When John comes to, he is tied to a chair, and the party is in full swing, but with all the other guests being mere figments of Warwick's imagination. Warwick takes a Polaroid picture of John and reveals a scrapbook of his past dinner parties, featuring similarly captive guests arranged in a timeline of increasing distress and injury which culminates in death. Unbeknownst to John, Warwick's imaginary guests are cleaned up and respectable versions of the people in the album. As the night wears on, John is further terrorized, drugged and incapacitated, and learns various things about Warwick's strange lifestyle.

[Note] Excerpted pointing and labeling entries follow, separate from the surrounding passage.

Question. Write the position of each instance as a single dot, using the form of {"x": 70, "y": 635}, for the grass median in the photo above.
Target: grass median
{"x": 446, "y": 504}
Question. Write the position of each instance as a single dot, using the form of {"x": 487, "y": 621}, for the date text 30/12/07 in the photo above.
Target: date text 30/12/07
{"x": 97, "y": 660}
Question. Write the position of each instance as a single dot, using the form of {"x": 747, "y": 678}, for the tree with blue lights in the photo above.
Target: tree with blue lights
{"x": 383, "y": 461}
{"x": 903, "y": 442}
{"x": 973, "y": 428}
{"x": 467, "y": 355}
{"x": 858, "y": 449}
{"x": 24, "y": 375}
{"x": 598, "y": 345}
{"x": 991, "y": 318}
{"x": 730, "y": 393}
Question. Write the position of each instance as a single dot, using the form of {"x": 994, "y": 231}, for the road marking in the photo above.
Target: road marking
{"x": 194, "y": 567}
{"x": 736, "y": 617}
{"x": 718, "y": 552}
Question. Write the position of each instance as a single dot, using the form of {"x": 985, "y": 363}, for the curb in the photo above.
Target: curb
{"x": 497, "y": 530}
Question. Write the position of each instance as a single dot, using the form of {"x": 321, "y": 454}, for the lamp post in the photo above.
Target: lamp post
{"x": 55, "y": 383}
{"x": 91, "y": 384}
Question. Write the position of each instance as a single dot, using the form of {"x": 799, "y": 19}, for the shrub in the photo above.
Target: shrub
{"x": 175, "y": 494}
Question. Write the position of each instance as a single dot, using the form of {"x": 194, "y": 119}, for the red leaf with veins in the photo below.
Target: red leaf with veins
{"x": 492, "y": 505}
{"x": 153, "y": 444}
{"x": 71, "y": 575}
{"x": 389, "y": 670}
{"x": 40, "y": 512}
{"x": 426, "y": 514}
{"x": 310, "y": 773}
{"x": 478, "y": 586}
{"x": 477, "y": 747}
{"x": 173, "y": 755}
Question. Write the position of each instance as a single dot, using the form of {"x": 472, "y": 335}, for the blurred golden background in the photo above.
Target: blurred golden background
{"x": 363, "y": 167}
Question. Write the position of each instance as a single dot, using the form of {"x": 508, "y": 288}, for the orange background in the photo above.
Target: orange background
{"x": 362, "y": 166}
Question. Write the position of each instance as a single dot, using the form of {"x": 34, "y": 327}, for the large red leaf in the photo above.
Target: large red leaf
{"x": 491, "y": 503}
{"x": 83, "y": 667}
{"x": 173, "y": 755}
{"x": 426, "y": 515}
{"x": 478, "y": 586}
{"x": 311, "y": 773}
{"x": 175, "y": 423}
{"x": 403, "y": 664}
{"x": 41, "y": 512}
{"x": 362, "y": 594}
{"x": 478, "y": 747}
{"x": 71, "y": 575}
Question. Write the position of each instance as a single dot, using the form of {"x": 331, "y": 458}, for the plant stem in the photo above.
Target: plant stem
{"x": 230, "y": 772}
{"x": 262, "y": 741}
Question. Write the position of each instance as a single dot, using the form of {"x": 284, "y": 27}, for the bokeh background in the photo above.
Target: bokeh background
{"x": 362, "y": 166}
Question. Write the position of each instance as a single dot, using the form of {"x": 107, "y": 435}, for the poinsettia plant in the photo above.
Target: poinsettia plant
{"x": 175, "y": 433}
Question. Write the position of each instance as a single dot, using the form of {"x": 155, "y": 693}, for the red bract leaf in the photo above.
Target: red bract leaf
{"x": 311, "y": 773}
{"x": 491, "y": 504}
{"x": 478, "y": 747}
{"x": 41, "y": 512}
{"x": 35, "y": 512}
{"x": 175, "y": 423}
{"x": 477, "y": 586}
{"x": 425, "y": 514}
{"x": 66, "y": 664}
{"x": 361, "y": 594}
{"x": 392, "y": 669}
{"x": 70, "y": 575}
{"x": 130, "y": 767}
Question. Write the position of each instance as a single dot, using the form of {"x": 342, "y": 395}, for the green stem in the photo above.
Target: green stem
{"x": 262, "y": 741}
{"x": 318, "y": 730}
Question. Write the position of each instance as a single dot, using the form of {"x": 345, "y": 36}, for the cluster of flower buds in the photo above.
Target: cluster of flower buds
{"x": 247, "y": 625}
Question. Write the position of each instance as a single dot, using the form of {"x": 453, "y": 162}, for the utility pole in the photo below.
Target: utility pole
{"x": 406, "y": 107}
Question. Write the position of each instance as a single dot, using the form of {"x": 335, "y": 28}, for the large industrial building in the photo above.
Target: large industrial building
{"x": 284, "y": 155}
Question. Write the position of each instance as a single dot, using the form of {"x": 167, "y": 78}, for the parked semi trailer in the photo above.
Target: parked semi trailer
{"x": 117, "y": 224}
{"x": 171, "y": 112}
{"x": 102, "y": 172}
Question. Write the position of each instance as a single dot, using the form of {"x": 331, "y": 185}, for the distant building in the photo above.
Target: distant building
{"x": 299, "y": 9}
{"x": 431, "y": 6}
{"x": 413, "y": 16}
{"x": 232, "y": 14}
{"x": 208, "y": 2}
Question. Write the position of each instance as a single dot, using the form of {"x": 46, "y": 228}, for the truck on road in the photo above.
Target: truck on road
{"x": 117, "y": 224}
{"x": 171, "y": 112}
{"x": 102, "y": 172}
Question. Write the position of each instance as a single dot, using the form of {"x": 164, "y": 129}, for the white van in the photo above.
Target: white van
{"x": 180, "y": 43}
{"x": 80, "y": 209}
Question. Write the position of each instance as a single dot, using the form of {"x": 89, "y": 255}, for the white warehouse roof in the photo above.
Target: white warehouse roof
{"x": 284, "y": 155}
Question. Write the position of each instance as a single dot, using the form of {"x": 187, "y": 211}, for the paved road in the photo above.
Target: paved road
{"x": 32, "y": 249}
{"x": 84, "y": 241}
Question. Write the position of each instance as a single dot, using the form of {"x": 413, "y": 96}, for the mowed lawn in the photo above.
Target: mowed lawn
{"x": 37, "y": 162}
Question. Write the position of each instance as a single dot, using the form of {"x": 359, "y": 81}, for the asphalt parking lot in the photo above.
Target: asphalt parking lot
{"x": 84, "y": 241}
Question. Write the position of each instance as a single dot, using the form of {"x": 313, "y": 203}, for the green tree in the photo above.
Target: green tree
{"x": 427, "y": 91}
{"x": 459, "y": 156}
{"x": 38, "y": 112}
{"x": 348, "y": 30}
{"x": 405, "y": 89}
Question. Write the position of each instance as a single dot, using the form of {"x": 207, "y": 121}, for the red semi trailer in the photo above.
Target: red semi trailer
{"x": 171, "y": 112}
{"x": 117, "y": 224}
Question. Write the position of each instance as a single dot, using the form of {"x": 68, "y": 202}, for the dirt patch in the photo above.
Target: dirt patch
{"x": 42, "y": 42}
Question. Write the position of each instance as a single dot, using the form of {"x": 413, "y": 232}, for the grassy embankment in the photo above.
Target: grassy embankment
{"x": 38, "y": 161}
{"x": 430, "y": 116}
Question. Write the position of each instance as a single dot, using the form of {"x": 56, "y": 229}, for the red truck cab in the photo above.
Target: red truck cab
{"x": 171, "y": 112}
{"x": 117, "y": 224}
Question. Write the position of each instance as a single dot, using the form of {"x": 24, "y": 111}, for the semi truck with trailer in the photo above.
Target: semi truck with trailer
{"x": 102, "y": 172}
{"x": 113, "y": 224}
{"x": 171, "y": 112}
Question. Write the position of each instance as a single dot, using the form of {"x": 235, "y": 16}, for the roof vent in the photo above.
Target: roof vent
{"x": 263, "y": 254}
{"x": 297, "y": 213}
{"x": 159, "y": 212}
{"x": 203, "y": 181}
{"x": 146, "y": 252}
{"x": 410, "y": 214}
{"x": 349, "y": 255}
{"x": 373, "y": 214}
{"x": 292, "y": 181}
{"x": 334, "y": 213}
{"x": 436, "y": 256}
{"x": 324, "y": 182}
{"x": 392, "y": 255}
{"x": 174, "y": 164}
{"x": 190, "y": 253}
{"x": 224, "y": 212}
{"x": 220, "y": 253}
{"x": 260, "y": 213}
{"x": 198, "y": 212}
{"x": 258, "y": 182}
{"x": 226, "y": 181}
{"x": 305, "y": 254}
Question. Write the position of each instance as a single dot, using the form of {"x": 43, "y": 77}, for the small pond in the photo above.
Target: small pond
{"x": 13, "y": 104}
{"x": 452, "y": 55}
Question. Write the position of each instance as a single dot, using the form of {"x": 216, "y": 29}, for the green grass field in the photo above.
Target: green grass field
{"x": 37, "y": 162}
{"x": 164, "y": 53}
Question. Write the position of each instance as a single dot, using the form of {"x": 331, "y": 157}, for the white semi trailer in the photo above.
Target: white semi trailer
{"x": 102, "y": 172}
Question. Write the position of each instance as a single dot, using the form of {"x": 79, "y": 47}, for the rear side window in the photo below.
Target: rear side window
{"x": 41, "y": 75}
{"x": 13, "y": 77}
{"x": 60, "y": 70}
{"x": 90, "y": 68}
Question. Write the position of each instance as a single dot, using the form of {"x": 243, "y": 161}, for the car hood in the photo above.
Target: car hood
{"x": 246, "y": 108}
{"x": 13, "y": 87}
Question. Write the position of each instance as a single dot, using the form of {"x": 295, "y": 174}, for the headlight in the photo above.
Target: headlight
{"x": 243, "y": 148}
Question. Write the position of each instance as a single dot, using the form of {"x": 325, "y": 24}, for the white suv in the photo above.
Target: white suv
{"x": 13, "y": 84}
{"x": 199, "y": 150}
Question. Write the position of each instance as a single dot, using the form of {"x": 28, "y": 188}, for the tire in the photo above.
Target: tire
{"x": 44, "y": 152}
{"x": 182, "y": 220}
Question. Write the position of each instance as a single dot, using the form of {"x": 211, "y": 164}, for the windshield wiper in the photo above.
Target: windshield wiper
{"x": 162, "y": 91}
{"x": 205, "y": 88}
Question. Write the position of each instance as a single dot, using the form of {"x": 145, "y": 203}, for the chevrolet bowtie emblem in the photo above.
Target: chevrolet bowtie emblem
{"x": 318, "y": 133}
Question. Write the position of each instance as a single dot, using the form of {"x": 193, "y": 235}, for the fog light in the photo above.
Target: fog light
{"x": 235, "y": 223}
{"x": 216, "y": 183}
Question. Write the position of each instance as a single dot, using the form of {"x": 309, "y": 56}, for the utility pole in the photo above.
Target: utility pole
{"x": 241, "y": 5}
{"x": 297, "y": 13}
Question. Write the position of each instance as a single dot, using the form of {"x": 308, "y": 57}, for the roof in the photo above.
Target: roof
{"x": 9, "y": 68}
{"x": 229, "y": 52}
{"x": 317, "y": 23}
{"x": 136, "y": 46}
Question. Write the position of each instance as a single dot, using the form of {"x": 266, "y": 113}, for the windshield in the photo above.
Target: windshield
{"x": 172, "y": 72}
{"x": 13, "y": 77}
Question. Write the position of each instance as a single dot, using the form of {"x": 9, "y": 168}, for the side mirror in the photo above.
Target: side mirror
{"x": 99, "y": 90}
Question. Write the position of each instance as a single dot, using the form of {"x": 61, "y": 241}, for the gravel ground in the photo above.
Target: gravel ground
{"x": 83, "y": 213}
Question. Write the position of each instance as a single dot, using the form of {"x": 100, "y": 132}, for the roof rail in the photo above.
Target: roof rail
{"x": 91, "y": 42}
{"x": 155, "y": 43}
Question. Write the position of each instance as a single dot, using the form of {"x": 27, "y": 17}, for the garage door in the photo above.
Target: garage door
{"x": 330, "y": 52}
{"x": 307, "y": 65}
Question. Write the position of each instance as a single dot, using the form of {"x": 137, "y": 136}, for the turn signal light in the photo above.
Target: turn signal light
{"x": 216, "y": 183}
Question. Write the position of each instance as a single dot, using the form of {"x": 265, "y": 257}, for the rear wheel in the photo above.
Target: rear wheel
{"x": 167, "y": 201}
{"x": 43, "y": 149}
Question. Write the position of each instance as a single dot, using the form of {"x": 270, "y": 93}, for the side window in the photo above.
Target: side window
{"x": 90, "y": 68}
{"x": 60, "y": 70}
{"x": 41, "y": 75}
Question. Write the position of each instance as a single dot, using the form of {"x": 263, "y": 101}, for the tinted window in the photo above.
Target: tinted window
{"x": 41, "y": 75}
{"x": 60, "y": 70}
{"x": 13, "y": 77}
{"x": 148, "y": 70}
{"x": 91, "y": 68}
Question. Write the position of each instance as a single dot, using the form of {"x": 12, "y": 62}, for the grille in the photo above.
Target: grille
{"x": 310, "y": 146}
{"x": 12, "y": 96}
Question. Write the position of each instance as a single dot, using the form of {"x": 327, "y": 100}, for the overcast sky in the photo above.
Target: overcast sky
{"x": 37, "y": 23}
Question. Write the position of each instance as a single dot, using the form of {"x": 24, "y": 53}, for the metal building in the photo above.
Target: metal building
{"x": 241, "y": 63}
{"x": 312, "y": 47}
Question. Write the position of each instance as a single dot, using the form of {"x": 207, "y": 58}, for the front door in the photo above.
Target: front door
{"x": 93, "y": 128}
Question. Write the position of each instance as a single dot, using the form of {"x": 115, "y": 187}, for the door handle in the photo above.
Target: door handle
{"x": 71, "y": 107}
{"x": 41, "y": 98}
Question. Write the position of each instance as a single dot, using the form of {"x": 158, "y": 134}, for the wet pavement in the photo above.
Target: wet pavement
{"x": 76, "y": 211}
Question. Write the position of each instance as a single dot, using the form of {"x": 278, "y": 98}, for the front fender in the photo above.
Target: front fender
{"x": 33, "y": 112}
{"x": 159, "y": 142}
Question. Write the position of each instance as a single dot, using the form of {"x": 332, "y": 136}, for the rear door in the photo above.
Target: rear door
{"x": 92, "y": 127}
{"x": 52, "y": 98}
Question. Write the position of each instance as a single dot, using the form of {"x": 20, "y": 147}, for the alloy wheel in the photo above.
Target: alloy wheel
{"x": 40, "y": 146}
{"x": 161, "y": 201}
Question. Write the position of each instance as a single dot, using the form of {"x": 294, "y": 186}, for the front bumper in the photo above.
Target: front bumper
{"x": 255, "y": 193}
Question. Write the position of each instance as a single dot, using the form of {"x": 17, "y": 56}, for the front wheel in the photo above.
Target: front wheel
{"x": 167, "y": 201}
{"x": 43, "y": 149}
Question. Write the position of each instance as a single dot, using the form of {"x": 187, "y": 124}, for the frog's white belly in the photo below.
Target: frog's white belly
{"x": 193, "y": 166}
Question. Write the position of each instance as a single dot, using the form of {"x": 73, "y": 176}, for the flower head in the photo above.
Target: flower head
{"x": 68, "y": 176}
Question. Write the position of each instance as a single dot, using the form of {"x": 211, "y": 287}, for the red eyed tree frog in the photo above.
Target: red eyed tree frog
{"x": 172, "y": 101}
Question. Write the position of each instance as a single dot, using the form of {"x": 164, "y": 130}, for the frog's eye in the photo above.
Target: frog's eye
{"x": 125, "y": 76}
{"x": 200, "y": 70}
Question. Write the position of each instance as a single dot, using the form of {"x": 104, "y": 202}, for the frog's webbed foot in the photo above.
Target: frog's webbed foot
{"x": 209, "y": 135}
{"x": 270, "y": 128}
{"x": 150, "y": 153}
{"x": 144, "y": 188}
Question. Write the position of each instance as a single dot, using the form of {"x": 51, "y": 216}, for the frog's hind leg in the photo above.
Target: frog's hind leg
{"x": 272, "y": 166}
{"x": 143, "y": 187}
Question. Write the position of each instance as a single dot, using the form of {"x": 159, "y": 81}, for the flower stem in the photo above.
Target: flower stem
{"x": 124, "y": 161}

John and Warwick play chess, with the prize being John's freedom; John, who is an excellent player, wins. Warwick lets John go as agreed but taunts him before he can leave, calling him worthless. John takes one of the swords on display in Warwick's living room and stabs him with it, but it proves to be a collapsible prop. John is knocked out and regains consciousness in Warwick's bathtub, where Warwick runs a blade across John's throat.

John's body is left outside with the trash. He awakens and discovers that most of his injuries are fake; Warwick is a master of movie makeup. Detective Morton, who has been investigating the robbery, arrives at Warwick's door; it is revealed that Warwick is a police lieutenant supervising the case. Meanwhile, John becomes suspicious of Simone, the bank teller he conspired with, and discovers that she made alternate travel arrangements out of Los Angeles that don't include him. John confronts Simone in a parking garage over her betrayal and faking illness which motivated him to rob the bank to pay for her medical treatment. He takes her car and the money, leaving her to be captured by the detectives. However, Warwick stops John from leaving and takes the money at gunpoint, leaving him with a couple thousand dollars to flee to Mexico.

A couple of months later, Detective Morton receives mail from Mexico (implied to be from John) containing a Polaroid of Warwick and John together at a dinner party. Morton confronts Warwick, who dismisses it as a fake, but when Morton persists, Warwick invites Morton to a dinner party.

==Cast==
- David Hyde Pierce as Warwick Wilson
- Clayne Crawford as John Taylor
- Helen Reddy as Cathy Knight, Warrick's neighbor
- Megahn Perry as Simone Demarchi, John's girlfriend
- Joseph Will as Detective Valdez
- Nathaniel Parker as Detective Morton
- Brooke Anderson as Thief

==Production==
Principal photography took place in Los Angeles over 17 days in autumn of 2008.

==Release==
The film premiered in January 2010 at the Sundance Film Festival. The Perfect Host played at several other film festivals, including Fantasia International Film Festival and Sitges Film Festival. It won the audience award at the 2011 Amsterdam Fantastic Film Festival, a Saturn Award, and was named the Best Feature at the 2011 Abertoir festival (Wales's national horror film festival).

The film had a limited theatrical release in the United States on July 1, 2011.

==Reception==

Metacritic, which uses a weighted average, assigned the film a score of 48 out of 100, based on 16 critics, indicating "mixed or average" reviews.

The film tied with Atlas Shrugged: Part 1 for the 2011 Saturn Award for Best DVD or Blu-ray Release.